Pride Month as many of us know it, is a celebratory staple of remembering the way in which the LGBTQIA community has fought for their rights, acceptance, and visibility within the states. The month of June was specifically chosen in order to commemorate the Stonewall Riots of June 1969 where police enticed a riot trying to raid Stonewall Inn, a bar known to serve the most marginalized groups who identified within the LGBTQIA community. During the 60s, it was rare for bars/restaurants to serve to those within the LGBTQIA community who were open about their identity.
Although we have seen many triumphs for the LGBTQIA community and have many reasons to celebrate, we must also bring attention to how far we still have to go. So it is sort of a relief when companies step away from the commercialized parties and branding of their products for profit, and turn to actually shedding light on the stories of these communities. Especially sharing the stories of those within the community who are invisible and yet persecuted the most, i.e. the trans community, specifically trans people of color. When speaking of the trans community, often times we only know of the violence perpetuated against them, but we aren’t offered a dynamic view of their lives (again, especially trans of color). For instance, how many stories do you know of regarding trans athletes?
In celebration of Pride, Vice teamed up with the Olympic Channel to host the world premiere screening of their new show called Identity, which was produced by VICE Media. The series goes behind the scenes of the lives of transgender athletes and how their queer identity is tied to their love of sport. In a quaint little warehouse in Williamsburg, a group of 50 people or so sat and watched one episode of Identity, starring Pat Manuel – a boxer from Southern California who is also a trans black man. Whether purposeful or by chance listening to the story of Pat from his own voice, while he wore a Very Black tee and discussed his obstacles and successes at becoming the first visible transgender boxer to compete in both gender divisions, was very touching.

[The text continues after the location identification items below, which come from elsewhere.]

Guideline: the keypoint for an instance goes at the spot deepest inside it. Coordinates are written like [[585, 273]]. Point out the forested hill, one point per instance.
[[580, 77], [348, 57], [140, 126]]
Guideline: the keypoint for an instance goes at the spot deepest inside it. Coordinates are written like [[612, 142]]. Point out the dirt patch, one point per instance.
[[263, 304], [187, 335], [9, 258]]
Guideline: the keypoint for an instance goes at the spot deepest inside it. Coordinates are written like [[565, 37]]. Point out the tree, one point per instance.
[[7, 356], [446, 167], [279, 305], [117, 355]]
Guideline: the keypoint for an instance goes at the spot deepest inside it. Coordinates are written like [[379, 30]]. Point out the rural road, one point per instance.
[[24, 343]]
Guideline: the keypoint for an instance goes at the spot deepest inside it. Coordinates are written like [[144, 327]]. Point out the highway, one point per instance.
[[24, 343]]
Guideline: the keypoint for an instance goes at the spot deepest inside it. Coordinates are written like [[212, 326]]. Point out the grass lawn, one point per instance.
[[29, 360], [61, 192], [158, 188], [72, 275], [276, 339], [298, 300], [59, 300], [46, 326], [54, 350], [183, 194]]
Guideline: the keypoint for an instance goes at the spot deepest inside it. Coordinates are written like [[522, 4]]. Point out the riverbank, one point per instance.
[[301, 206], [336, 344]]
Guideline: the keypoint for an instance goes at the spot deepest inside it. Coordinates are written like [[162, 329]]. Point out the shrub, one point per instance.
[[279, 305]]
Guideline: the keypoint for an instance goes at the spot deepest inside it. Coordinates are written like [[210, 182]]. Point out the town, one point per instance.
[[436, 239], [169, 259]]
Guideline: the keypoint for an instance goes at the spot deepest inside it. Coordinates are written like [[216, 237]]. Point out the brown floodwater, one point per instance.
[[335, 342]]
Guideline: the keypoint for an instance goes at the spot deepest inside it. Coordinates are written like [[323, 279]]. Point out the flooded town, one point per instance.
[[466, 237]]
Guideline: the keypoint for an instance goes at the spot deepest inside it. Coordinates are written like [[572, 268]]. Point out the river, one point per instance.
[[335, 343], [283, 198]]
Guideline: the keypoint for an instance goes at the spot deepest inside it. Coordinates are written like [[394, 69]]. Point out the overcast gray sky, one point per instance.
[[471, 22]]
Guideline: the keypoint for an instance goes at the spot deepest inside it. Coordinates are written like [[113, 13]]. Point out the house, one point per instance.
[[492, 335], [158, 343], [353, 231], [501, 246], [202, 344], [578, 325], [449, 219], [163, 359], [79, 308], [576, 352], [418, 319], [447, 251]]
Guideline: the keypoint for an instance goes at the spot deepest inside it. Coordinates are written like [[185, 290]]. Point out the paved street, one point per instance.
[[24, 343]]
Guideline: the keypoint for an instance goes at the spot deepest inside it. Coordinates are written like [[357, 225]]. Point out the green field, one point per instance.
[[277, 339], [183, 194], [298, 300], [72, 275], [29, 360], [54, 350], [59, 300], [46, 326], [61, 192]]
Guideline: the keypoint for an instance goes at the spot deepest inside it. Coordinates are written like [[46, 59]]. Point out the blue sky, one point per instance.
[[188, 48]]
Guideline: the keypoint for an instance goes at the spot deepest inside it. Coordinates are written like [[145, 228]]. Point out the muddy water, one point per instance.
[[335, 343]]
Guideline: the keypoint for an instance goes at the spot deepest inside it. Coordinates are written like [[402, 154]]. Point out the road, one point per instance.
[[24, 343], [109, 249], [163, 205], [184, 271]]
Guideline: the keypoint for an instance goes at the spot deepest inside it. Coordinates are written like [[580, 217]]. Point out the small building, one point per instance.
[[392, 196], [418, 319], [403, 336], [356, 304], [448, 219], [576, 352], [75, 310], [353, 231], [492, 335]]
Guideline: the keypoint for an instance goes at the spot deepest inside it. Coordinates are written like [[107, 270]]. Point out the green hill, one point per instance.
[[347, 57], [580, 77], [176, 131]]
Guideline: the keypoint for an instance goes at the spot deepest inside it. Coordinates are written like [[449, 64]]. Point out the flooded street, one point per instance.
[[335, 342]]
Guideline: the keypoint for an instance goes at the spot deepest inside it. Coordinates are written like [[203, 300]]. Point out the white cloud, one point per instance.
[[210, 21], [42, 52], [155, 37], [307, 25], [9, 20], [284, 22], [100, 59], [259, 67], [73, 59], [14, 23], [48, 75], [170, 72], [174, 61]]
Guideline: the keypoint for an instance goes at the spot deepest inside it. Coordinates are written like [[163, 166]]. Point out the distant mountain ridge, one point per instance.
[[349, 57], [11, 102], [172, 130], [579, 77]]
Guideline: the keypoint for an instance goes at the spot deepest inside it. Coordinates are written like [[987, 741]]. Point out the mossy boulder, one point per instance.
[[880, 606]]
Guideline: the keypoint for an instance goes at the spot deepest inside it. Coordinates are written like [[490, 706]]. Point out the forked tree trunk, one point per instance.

After the viewing of Pat’s story, a Q+A was held to shed more light on the stories of each individual who stars in the series. Moderated by the co-host of VICELAND’s Gaycation Ian Daniel – triathlete Chris Mosier, Harvard University swimmer Schuyler Bailar, former NWHL hockey player Harrison Browne, and Pat all spoke candidly about their life as a trans athlete.
Although every story is very different from each other, all athletes spoke about how important support was in opening up about their identity not only in their personal lives, but in their sport as well. Whether it was from family and close friends, or their coaches and teammates, support was necessary in order to make their marks. Ian Daniel commented on the importance of each athlete to share their story because he personally felt there was a lack of concentration and quite frankly erasure of trans stories in the media. He felt as though highlighting the successes and the struggles of people within the trans community was important and went on to ask why it was important for each person to share their story.
Schuyler answers first saying that when he was younger he never saw the story of a transathlete in media and felt he had to hide his identity in order to be an athlete, which he did. Schuyler was first recruited for Harvard’s women team. However, he wanted to share his story and show other kids that you could be who you are and be happy and be an athlete. Pat shared a similar sentiment as well. For him, it was not only about being a trans athlete but the many different communities he is a part of, specifically being a trans person of color.
As Pride month comes to a close, remember whether you identity as queer or not, get involved, listen to others’ stories, and allow everyone to be exactly who they are! If you are interested in watching the series Identify, it is now streaming on the Olympic Channel and on their app.